Shifting focus to the market, Huawei Ascend's rise is reshaping China's AI chip landscape. According to IDC and multiple investment banks, Huawei will capture 50% of China's AI chip market in 2026, with AMD taking 12% for second place and Cambrian likely third.

Critically, Huawei boasts a complete software-hardware ecosystem and strong customer resources, with leading enterprises likely placing large orders.
Meanwhile, NVIDIA is not standing still.
Despite export controls, NVIDIA still dominates the global high-end AI chip market and has consolidated its position through price cuts and specialized chips. In high-end training chips, the gap between Cambrian and NVIDIA remains wide.
Simply put, all industries follow a similar pattern: initial hype and bubble inflation, followed by a post-bubble correction and value rediscovery. Cambrian's rise reflects both era-driven opportunities and its own strengths, while its decline embodies multifaceted market forces.
03 Will domestic chips follow the mobile internet era's 'big fish eat small fish' dynamic?
China's AI chip industry now stands at a critical juncture. As the market matures, competition will intensify, and industry consolidation is inevitable. The future domestic chip market may mirror the mobile internet era's consolidation.

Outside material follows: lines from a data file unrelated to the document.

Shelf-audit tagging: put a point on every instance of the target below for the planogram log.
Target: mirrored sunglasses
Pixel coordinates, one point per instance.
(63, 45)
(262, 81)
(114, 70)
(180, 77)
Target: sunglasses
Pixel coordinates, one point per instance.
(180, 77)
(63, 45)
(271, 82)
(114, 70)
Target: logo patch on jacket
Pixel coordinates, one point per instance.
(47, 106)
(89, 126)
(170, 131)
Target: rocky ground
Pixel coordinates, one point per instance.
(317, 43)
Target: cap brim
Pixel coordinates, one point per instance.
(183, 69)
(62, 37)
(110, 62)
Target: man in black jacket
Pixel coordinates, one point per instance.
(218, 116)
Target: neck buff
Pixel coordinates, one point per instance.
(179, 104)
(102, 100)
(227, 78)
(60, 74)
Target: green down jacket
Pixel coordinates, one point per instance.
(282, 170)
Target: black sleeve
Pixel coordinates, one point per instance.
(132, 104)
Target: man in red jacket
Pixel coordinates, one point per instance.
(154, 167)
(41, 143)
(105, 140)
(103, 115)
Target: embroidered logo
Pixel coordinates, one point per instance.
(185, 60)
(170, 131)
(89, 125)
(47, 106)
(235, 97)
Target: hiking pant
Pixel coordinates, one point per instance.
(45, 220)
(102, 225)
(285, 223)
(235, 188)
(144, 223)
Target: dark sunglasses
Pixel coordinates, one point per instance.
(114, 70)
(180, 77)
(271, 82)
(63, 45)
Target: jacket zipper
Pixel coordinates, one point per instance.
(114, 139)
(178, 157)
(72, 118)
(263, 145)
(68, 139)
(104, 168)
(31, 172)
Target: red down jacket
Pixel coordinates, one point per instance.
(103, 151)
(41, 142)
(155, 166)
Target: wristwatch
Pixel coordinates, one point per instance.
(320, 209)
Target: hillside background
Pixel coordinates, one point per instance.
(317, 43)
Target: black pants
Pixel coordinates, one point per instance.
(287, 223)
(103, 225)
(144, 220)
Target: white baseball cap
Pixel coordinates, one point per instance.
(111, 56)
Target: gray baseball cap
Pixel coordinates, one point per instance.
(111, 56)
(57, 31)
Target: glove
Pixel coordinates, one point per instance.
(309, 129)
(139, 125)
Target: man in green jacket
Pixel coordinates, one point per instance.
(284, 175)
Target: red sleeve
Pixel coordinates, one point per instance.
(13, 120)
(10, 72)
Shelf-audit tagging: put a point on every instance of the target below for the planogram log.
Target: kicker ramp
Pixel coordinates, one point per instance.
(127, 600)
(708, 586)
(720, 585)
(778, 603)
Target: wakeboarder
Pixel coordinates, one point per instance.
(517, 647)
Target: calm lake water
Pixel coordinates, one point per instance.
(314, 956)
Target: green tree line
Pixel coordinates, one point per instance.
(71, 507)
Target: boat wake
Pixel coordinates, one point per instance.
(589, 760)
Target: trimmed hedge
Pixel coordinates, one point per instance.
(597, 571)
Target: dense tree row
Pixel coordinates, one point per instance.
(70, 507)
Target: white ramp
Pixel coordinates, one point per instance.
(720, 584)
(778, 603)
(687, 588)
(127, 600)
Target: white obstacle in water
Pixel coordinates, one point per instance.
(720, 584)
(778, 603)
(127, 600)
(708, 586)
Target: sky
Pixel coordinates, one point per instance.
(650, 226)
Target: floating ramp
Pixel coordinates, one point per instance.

The first risk is escalating intense domestic competition. Beyond Huawei Ascend and Cambrian, dozens of firms—including Moore Threads, Biren, Enflame, T-Head, Hygon, and Kunlunxin—are competing in the AI chip space.
These companies have distinct strengths: some excel in general-purpose computing, T-Head leverages Alibaba Cloud's stable customer base, and niche players focus on high-end training chips. A price war has already begun to erode industry profits.
The second risk is overreliance on a single business line.
Take Cambrian: nearly all its revenue comes from cloud-based AI chips (99.3% in 2024, 99.7% in 2025). This single-business dependency weakens risk resistance. Moreover, its top five clients accounted for 92.36%, 94.63%, and 88.66% of revenue in the past three years, respectively, indicating high customer concentration.
If the computing market cools or industry demand weakens, Cambrian will face significant pressure. In contrast, Huawei offers a diversified portfolio—including Ascend AI chips, Kunpeng server chips, and Kirin mobile chips—mitigating risk.
Ecosystem development also poses risks. NVIDIA's success stems not just from chip performance but from its CUDA ecosystem, which supports millions of developers and has created a powerful network effect over a decade. New entrants face an uphill battle.
Cambrian is building its NeuWare software stack but lags far behind CUDA. A weak developer ecosystem could undermine market adoption and customer loyalty.
Cambrian faces two paths: emulate NVIDIA by accelerating its software ecosystem to create hardware-software synergy, or follow Huawei's model of full-stack technical capabilities and a complete industrial chain—even redefining semiconductor industry rules through sheer strength.
Neither path is easy. Building an ecosystem requires massive investment and time, while full-stack expertise demands long-term technical accumulation and talent.
During the mobile internet era, hundreds of smartphone makers emerged, but only Huawei, Xiaomi, OPPO, and Vivo survived. The AI chip industry will follow suit.
Lu Jiu Business Review predicts that over the next 3–5 years, China's AI chip market will undergo a brutal shakeout, potentially eliminating many firms. Companies without core technologies or reliant on hype will fall first, followed by those with flawed technical roadmaps or broken capital chains. Ultimately, only 2–3 truly capable firms may remain.
Of course, a rational capital market correction isn't necessarily bad for the industry. It will burst bubbles and direct funds to companies with genuine technology, products, and profitability. As a pioneer in domestic AI chips, Cambrian boasts deep technical expertise and first-mover advantages, but its challenges and doubts remain significant.